La serie llega a su punto máximo luego de que San Antonio evitara la eliminación con una contundente victoria 118-91 en el Juego 6. Los Spurs respondieron en casa con defensa, intensidad y una actuación dominante de Victor Wembanyama, quien volvió a demostrar que su impacto va mucho más allá de los números.
Ahora, la pregunta es si esa misma versión de San Antonio podrá aparecer como visitante, en una de las canchas más difíciles de la liga y frente a un Thunder que tendrá el respaldo de su fanaticada en el partido más importante de la temporada.
Oklahoma City, por su parte, entra al Juego 7 con la presión de defender su casa y sostener su condición de potencia del Oeste. El equipo vuelve a depender del liderazgo de Shai Gilgeous-Alexander, quien ha cargado con buena parte de la ofensiva del Thunder durante la serie.
El duelo también presenta uno de los grandes atractivos generacionales de la NBA: Gilgeous-Alexander contra Wembanyama. De un lado, un jugador ya establecido como figura élite de la liga; del otro, un fenómeno que sigue acelerando su camino hacia la grandeza.
Para los Spurs, la clave estará en mantener el control del balón, limitar las pérdidas y conseguir que Wembanyama reciba más cómodo cerca del canasto. En el Juego 6, San Antonio logró imponer su ritmo, cortar las corridas de Oklahoma City y convertir la defensa en ofensiva.
Para el Thunder, el reto será responder físicamente, proteger el perímetro y evitar que el partido se convierta en una noche de confianza temprana para los Spurs. En un Juego 7, cada rebote largo, cada posesión dividida y cada tiro libre puede terminar pesando como una losa.
La serie ha tenido de todo: remontadas, ajustes defensivos, actuaciones individuales de alto calibre y momentos de tensión propios de una rivalidad que parece destinada a marcar los próximos años en la Conferencia del Oeste.
Esta noche, sin embargo, ya no hay espacio para discursos largos ni promesas de recuperación. Se acabaron los “si ganamos el próximo”. El que pierde recoge los bultos. El que gana, compra pasaje a la Final.
Y como dirían en buen boricua, aquí no hay mañana: o se baila pegao, o se sale por la cocina.
El Juego 7 entre Spurs y Thunder no solo definirá al campeón del Oeste. También puede marcar el nacimiento oficial de una nueva rivalidad grande en la NBA, con Wembanyama y Gilgeous-Alexander como protagonistas de una noche que promete tener sabor a clásico.
Apuestas favorecen a OKC
En las casas de apuesta, el Thunder también llega como favorito, aunque por un margen relativamente corto para un Juego 7 en su casa.
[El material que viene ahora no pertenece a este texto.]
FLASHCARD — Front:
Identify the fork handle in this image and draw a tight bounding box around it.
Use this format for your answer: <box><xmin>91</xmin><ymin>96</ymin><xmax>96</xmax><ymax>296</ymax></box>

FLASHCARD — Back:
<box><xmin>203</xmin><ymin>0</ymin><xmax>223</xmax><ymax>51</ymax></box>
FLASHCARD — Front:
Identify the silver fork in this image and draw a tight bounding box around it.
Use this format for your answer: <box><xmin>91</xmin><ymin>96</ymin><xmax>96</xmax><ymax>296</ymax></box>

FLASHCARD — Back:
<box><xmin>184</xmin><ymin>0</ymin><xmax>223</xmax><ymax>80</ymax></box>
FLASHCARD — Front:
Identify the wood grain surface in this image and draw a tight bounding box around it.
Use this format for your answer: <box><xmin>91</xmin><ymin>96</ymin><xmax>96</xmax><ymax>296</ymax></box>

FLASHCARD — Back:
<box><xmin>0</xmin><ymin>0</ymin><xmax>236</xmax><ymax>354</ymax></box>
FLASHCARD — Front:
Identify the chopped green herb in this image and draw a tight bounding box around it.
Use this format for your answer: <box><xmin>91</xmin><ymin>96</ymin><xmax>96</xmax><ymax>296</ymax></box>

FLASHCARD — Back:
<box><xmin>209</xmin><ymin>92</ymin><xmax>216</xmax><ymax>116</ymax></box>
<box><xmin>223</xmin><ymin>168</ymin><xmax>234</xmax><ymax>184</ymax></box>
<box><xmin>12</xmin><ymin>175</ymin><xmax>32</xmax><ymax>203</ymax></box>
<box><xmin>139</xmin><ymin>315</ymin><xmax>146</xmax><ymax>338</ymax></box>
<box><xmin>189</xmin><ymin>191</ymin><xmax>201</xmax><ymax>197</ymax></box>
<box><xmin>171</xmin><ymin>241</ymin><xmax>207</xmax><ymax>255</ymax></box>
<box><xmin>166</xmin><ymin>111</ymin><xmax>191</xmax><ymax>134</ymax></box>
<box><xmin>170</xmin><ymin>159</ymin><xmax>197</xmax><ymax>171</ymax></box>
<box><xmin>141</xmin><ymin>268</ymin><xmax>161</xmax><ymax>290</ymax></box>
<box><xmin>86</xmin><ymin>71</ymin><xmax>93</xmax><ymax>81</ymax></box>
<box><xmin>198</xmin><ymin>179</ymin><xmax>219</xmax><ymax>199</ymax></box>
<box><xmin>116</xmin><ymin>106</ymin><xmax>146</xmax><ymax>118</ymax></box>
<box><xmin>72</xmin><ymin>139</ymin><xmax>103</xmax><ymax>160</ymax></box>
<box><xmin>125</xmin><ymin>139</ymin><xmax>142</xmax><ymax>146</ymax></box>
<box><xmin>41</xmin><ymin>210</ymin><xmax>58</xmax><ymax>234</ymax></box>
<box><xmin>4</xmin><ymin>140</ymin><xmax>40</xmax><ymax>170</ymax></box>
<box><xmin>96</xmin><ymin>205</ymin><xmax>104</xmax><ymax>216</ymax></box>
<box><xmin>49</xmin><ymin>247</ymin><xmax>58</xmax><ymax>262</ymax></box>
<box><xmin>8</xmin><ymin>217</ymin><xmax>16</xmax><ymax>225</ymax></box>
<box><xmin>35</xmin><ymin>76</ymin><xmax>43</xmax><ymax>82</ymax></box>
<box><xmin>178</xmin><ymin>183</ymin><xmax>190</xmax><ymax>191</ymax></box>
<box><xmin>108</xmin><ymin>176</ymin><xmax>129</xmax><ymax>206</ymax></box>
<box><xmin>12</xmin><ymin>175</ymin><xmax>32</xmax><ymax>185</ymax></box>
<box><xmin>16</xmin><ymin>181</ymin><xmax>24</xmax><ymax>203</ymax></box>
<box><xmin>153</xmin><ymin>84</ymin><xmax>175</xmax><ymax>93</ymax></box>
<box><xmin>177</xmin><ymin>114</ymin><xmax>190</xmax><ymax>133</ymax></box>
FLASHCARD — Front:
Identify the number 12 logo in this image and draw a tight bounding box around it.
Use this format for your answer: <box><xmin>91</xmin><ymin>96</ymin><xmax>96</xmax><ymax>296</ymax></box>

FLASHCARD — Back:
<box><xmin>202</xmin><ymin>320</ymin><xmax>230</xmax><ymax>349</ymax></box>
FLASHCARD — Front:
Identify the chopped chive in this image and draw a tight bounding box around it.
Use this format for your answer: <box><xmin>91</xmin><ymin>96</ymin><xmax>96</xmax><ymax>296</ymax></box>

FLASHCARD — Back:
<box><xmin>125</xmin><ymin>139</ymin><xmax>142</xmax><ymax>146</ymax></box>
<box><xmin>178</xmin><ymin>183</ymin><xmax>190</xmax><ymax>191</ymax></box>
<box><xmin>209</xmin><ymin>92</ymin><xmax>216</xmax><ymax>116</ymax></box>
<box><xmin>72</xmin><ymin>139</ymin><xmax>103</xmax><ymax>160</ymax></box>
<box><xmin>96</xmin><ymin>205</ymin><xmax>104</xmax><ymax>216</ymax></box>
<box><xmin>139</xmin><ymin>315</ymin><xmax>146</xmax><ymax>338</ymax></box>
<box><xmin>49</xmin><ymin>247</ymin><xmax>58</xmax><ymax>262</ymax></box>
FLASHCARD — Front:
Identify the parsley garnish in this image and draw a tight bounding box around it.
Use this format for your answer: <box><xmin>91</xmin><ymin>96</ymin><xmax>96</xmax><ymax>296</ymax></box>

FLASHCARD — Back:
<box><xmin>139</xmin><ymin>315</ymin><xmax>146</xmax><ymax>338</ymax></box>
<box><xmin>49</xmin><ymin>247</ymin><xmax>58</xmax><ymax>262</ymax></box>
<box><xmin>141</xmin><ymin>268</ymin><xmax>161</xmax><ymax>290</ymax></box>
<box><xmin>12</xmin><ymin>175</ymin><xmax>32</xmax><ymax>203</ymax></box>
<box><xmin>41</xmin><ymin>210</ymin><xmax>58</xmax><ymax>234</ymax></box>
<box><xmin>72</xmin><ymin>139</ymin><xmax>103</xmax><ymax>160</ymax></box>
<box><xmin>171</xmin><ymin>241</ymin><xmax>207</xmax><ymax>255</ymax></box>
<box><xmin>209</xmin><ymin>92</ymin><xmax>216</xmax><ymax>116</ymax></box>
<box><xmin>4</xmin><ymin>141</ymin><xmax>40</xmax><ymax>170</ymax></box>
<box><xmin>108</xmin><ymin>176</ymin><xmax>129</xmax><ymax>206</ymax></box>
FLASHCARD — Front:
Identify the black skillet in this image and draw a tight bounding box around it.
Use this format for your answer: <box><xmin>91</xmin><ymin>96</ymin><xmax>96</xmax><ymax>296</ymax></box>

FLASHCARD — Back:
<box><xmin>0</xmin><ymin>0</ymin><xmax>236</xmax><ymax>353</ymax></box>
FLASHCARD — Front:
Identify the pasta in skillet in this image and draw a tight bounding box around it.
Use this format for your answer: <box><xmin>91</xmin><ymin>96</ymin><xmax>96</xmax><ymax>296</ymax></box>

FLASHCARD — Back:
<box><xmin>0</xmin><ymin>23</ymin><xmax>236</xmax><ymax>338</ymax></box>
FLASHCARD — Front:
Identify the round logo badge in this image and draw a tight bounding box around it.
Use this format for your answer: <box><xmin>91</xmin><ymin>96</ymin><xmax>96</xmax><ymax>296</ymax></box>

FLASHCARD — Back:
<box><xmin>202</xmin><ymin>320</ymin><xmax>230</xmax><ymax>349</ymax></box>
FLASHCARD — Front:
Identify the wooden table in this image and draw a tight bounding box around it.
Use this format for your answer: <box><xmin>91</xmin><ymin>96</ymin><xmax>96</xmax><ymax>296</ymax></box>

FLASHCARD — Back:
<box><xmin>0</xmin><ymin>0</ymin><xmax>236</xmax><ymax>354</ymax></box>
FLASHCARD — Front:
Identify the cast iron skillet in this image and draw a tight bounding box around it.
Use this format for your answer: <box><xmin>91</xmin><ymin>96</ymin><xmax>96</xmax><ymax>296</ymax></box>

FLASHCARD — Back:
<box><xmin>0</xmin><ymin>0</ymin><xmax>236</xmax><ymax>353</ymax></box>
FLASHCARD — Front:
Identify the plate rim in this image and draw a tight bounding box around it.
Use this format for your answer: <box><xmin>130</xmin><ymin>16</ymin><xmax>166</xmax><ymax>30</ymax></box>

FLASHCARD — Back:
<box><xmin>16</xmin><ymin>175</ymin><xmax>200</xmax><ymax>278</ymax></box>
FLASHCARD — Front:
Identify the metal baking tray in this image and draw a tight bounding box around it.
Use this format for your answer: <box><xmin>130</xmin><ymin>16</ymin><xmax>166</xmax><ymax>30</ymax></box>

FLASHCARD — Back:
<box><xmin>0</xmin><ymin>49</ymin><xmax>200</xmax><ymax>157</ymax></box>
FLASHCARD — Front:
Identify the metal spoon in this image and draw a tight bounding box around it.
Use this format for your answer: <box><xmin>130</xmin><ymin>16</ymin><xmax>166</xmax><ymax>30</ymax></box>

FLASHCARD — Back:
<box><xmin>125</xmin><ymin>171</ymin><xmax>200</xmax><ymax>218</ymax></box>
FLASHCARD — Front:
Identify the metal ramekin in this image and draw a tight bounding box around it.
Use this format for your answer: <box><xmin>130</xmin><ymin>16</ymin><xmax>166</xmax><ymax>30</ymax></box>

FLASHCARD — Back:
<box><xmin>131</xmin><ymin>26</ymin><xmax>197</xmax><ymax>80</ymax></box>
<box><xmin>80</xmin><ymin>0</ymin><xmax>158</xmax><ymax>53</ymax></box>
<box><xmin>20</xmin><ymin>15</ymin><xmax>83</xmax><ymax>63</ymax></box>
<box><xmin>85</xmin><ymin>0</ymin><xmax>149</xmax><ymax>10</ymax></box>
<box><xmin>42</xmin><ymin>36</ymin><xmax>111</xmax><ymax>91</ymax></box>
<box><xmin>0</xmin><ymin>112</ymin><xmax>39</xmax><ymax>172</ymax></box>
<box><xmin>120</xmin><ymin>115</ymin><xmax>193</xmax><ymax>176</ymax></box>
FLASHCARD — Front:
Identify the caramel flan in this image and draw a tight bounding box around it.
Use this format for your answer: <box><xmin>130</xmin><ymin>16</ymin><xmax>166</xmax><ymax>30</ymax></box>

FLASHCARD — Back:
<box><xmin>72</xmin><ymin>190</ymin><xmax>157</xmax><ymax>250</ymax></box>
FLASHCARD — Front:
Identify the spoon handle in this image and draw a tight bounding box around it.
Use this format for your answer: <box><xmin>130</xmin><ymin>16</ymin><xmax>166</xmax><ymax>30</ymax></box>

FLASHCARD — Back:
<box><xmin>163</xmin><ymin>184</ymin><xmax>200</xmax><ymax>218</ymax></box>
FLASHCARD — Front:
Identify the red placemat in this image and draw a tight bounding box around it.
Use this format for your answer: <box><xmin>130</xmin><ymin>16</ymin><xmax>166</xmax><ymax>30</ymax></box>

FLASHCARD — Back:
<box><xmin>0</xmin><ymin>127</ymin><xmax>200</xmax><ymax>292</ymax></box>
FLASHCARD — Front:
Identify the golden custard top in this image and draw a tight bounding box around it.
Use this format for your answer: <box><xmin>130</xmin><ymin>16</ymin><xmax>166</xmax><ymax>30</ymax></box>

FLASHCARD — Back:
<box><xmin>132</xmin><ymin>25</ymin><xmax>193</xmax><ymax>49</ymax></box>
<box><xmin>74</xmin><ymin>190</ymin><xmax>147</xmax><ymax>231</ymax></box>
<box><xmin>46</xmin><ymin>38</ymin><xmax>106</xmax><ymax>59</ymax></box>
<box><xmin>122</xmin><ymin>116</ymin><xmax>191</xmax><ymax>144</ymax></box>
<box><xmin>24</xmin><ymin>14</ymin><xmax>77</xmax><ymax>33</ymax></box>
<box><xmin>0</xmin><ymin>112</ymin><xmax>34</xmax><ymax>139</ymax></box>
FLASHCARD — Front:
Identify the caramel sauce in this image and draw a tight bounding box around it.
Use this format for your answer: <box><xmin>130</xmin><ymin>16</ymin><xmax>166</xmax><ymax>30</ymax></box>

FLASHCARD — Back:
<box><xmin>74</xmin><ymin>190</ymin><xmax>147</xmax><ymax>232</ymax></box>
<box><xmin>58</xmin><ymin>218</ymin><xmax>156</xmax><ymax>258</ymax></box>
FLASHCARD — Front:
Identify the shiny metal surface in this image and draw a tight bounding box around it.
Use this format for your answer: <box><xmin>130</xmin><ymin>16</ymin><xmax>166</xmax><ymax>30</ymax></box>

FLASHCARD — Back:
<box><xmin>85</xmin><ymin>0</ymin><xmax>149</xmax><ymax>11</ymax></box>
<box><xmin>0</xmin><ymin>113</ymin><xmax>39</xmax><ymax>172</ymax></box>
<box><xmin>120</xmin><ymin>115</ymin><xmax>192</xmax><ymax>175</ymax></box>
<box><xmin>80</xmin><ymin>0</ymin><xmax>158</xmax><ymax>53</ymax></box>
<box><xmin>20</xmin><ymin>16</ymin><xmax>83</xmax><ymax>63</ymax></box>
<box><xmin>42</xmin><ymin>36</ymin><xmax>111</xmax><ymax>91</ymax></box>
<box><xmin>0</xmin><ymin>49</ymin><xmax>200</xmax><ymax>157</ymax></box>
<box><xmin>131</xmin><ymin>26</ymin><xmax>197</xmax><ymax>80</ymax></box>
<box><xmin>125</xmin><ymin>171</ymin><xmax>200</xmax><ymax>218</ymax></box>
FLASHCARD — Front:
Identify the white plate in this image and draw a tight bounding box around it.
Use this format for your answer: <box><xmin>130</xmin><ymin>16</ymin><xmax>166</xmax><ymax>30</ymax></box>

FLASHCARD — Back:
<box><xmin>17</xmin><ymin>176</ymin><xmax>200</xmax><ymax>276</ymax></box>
Las líneas más recientes colocaban a Oklahoma City favorito por 3.5 puntos, mientras San Antonio aparecía como no favorito con +3.5.
El mercado de dinero también favorece al Thunder, con Oklahoma City alrededor de -155 y los Spurs cerca de +130. En términos sencillos, las casas ven a OKC con ventaja, pero no como un gigante inalcanzable. El total de puntos estaba colocado en 212.5, señal de que se espera un partido intenso, pero no necesariamente una noche de marcador disparado.
Un dato interesante es que la línea abrió con Oklahoma City favorito por 4.5 puntos y luego bajó a 3.5, lo que sugiere que el mercado ha ido dándole más respeto a San Antonio después de su contundente victoria en el Juego 6.
En arroz y habichuelas: el Thunder sigue siendo el favorito de las apuestas, pero los Spurs no llegan como comparsa. Llegan vivos, peligrosos y con suficiente respaldo del mercado como para que nadie en Oklahoma City pueda cantar victoria antes del salto inicial.